Funktionen können auch eine Rückgabeannotation nach einem Pfeil tragen
def f() -> annotation: ...
Annotationen werden konventionell für Typ-Hints verwendet, dies wird jedoch nicht von der Sprache erzwungen, und im Allgemeinen können Annotationen beliebige Ausdrücke enthalten. Die Anwesenheit von Annotationen ändert die Laufzeitsemantik des Codes nicht, es sei denn, es wird ein Mechanismus verwendet, der die Annotationen introspektiert und nutzt (wie dataclasses oder functools.singledispatch()).

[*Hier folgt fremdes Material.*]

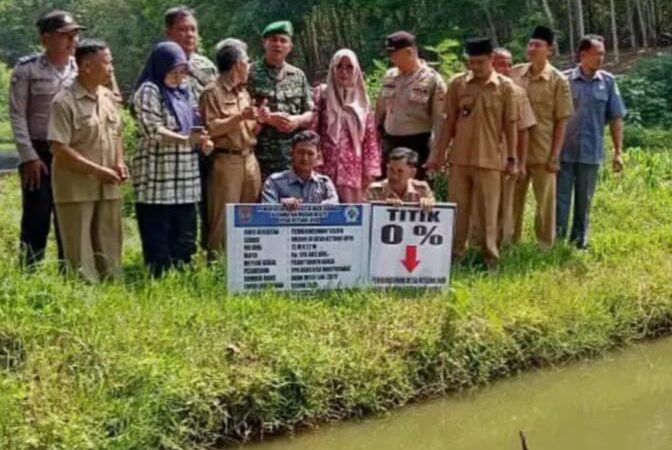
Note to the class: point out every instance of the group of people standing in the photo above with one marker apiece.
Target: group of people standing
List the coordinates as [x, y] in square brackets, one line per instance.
[211, 134]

Standardmäßig werden Annotationen verzögert in einem Annotations-Geltungsbereich ausgewertet. Das bedeutet, dass sie nicht ausgewertet werden, wenn der Code, der die Annotation enthält, ausgewertet wird. Stattdessen speichert der Interpreter Informationen, die verwendet werden können, um die Annotation später bei Bedarf auszuwerten. Das Modul annotationlib bietet Werkzeuge zur Auswertung von Annotationen.
Wenn die Future-Anweisung from __future__ import annotations vorhanden ist, werden alle Annotationen stattdessen als Zeichenketten gespeichert
>>> from __future__ import annotations
>>> def f(param: annotation): ...
>>> f.__annotations__
{'param': 'annotation'}
Dieses Future-Statement wird in einer zukünftigen Version von Python veraltet und entfernt, aber nicht bevor Python 3.13 sein Lebensende erreicht hat (siehe PEP 749). Wenn es verwendet wird, ist es für Introspektionswerkzeuge wie annotationlib.get_annotations() und typing.get_type_hints() weniger wahrscheinlich, Annotationen zur Laufzeit auflösen zu können.